Applying global thresholds is all well and good in easy images for which a threshold clearly exists, but in practice things are rarely so straightforward – and often no threshold, manual or automatic, produces useable results. This section anticipates the next chapter on filters by showing that, with some extra processing, thresholding can be redeemed even if it initially seems to perform badly.

Thresholding noisy data

Noise is one problem that affects thresholds, especially in live cell imaging. The top half of Figure 4 reproduces the nuclei from Figure 2, but with extra noise added to simulate less than ideal imaging conditions. Although the nuclei are still clearly visible in the image (A), the two classes of pixel previously easy to separate in the histogram have now merged together (B). The triangle threshold method, which had performed well before, now gives less attractive results (C), because the noise has caused the ranges of background and nuclei pixels to overlap. However, applying a Gaussian filter smooths the image, thereby reducing much of the random noise (see Filters), which results in a histogram dramatically more similar to that in the original, (almost) noise-free image, and the threshold is again quite successful (F).

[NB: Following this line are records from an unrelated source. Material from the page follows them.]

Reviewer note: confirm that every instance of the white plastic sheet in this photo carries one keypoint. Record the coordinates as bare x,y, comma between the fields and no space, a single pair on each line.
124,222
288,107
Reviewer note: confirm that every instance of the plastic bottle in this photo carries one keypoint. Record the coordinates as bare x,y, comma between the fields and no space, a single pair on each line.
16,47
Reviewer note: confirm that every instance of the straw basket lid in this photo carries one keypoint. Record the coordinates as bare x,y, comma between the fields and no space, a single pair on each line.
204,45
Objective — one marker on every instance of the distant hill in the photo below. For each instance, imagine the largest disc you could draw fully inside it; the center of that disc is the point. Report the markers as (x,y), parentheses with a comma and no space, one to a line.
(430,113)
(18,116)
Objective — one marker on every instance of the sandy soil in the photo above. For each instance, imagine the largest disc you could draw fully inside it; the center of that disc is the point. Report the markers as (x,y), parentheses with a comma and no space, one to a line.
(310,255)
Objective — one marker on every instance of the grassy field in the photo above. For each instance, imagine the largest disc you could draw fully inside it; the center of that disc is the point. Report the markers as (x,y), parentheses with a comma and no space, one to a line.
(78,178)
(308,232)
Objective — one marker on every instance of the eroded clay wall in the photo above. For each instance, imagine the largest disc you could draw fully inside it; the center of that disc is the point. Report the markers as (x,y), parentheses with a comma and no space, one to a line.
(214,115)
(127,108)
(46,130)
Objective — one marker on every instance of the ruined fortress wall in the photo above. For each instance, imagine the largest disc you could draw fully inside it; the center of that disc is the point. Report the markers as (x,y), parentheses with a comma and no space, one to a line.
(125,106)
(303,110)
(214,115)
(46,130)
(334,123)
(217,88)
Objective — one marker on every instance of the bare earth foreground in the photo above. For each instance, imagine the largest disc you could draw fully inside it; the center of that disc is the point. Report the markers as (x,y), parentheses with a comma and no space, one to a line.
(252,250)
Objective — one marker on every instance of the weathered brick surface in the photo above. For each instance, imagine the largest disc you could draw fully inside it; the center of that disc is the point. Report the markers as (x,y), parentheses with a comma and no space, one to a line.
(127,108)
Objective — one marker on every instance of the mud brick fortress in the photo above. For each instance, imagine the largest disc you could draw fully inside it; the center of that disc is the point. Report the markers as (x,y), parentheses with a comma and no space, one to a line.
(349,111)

thresholds noisy image.png
A: Noisy image
thresholds noisy hist.png
B: Histogram of (A)
thresholds noisy triangle.png
C: Threshold applied to (A)
thresholds filtered image.png
D: Gaussian filtered image
thresholds filtered hist.png
E: Histogram of (D)
thresholds filtered triangle.png
F: Threshold applied to (D)

Figure 4: Noise can affect thresholding. After the addition of simulated noise to the image in Figure 2, the distinction between nuclei and non-nuclei pixels is much harder to identify in the histogram (B). Any threshold would result in a large number of incorrectly-identified pixels. However, applying a Gaussian filter (here, sigma = 2) to reduce noise can dramatically improve the situation (E). Thresholds in (C) and (F) were computed using the triangle method.

Local thresholding

Another common problem is that structures that should be detected appear on top of a background that itself varies in brightness. For example, in the red channel of HeLa cells there is no single global threshold capable of identifying and separating all the 'spot-like' structures; any choice will miss many of the spots because a threshold high enough to avoid the background will also be too high to catch all the spots occurring in the darker regions (Figure 5a–c).

thresholds red orig.png
A: Original image
thresholds red otsu.png
B: Otsu’s threshold
thresholds red triangle.png
C: Triangle threshold
thresholds red median.png
D: Median filtered image
thresholds red median subtracted.png
E: Result of (A)-(D)
thresholds red triangle median subtracted.png
F: Triangle threshold of (E)

Figure 5: Thresholding to detect structures appearing on a varying background. No global threshold may be sufficiently selective (top row). However, if a 'background image' can be created, e.g. by median filtering, and then subtracted, a single threshold can give better results (bottom row). This is equivalent to applying a varying threshold to the original image.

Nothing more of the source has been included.